ステップ4:物理的防御による巣作り防止策
清掃完了後、即座に予防策を施します。室外機の隙間や手すりには「鳩よけ剣山(バードスパイク)」を隙間なく配置し、ベランダ全体を覆うように「鳩よけネット」を隙間ゼロで施工します。ネットの網目は鳩が頭を突っ込めない25mm〜30mm以下を選定するのが鉄則です。一時的な追い出しには鳩追放スプレー(植物性忌避成分)も有効ですが、雨風で効果が薄れるため物理的なネット設置との併用が不可欠です。

迷信と現実のギャップ|「鳩の巣は縁起が良い」スピリチュアル信仰の落とし穴
古くから一部の地域やスピリチュアル界隈では、「鳩は平和の象徴であり、家に巣を作るのは幸運や子孫繁栄の吉兆である」と語られることがあります。この言説を信じ、ベランダに作られた巣をそのまま放置してしまう住人も少なくありません。
しかし、自然豊かな環境における象徴論と、過密化した現代の集合住宅における衛生環境は全く別の文脈で捉える必要があります。都市部のベランダは狭小な密閉空間に近く、換気扇やエアコン室外機を通じてアレルゲンや細菌が室内へダイレクトに流入する構造になっています。
【プロの結論】衛生管理と心理的バウンダリーの観点から下すべき判断
住環境における安全と家族の健康を守るためには、迷信や感傷に流されず、「人間と野生動物の適切な境界線(バウンダリー)」を引く姿勢が求められます。
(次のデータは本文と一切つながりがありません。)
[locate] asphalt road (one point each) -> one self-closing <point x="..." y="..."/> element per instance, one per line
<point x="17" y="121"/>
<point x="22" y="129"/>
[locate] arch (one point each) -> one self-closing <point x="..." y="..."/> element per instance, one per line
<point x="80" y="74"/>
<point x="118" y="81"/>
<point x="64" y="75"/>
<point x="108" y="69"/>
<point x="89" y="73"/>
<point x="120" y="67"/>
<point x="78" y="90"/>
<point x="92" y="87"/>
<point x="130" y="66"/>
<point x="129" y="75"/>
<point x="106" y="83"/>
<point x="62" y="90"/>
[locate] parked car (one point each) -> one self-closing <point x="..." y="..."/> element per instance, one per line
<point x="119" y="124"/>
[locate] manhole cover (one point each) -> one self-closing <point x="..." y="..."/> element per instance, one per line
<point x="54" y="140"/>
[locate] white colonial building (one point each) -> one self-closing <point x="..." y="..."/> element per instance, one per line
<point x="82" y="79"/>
「可哀想だから」「縁起物だから」という理由で放置することは、結果として近隣住民へのフン害や騒音トラブル、建物資産価値の毀損へと直結します。
【自力対処が向いているケース】
・巣が作りかけで、卵もヒナも絶対に存在しない。
・ベランダの被害範囲が狭く、高所作業を伴わない安全な足場が確保できる。
・防護具を揃え、除菌と廃棄の手順を厳密に実行できる。
【専門業者へ依頼すべきケース】
・すでに卵が産み落とされている、またはヒナが孵化している。
・糞害が広範囲に及び、室外機の裏など手が届かない場所に巣がある。
・マンションの高層階で、ベランダネットの設置に落下の危険が伴う。
【鳩の巣】に関するよくある質問(FAQ)
Q1:鳩の巣の中に卵を見つけました。市役所に連絡すれば無料で撤去してくれますか?
A1:基本的に行政・市役所が個人の私有地にある鳩の巣を直接撤去することはありません。行政が行うのは「鳥獣捕獲許可の申請受付・審査」のみです。実際の撤去・捕獲作業は、申請を行った上で自身で行うか、許可を取得している民間の駆除業者へ実費で依頼する必要があります。
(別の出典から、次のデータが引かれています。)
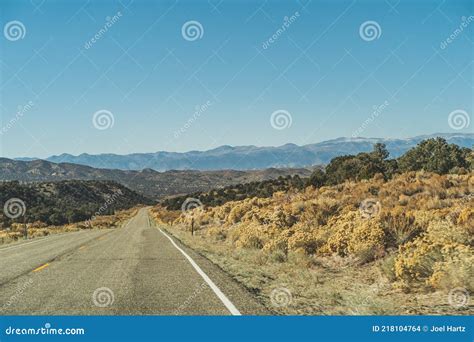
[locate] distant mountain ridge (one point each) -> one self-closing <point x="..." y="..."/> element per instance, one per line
<point x="252" y="157"/>
<point x="148" y="182"/>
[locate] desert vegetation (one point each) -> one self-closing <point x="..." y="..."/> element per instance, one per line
<point x="367" y="235"/>
<point x="18" y="231"/>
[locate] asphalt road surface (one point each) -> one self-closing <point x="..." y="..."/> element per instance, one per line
<point x="134" y="270"/>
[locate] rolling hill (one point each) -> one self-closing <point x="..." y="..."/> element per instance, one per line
<point x="253" y="157"/>
<point x="148" y="182"/>
<point x="64" y="202"/>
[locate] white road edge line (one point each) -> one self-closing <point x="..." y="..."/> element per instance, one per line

Q2:ベランダに鳩が何度も小枝を運んできます。どうすれば諦めさせられますか?
A2:鳩が小枝を置いた瞬間に毎日すべて撤去し、「ここは安全な営巣場所ではない」と認識させることが重要です。あわせて、鳩がとまる手すりや室外機の上に剣山を設置し、市販の鳩用忌避ジェルやスプレーを散布して嫌がる環境を即座に作り出してください。
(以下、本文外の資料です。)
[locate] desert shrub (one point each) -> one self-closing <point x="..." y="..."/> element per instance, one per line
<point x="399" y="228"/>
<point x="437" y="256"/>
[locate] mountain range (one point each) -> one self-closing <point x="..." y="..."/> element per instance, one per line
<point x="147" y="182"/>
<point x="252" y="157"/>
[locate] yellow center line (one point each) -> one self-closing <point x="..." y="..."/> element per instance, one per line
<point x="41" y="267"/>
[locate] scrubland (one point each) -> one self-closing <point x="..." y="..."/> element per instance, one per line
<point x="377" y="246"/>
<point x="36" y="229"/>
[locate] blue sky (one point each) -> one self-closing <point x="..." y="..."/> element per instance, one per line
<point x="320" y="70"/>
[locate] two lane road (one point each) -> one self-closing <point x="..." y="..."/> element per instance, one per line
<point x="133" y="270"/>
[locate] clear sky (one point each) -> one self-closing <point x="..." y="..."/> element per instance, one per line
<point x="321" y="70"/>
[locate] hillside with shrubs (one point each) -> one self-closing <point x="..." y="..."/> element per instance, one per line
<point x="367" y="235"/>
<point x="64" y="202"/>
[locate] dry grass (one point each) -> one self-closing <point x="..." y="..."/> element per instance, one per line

Q3:ヒナが巣立った後、巣を放置しておくとどうなりますか?
A3:ヒナが巣立った後の巣には、大量のダニや病原菌が残留しています。さらに、親鳥や巣立った若鳥が再び同じ巣を利用して産卵を始める可能性が極めて高いため、巣立ちを確認した直後に防護具を着用して速やかに完全撤去・消毒清掃を行ってください。
まとめ:今後の動向と失敗しないための判断基準
都市部の温暖化や建築構造の複雑化に伴い、鳩にとって天敵の少ないマンションベランダは絶好の営巣ポイントとなっています。巣作りを防ぐ鍵は、鳩が寄り付き始めた初期段階での「徹底した物理的遮断」にあります。
卵の有無という法律上の境界線を冷静に見極め、自力撤去の安全基準を超えていると判断した場合は、躊躇せずプロの専門駆除業者へ相談することが、結果として時間・費用・健康リスクを最小限に抑える最善の選択肢となります。 (出典: 鳩 の 巣(Yahoo!ニュース))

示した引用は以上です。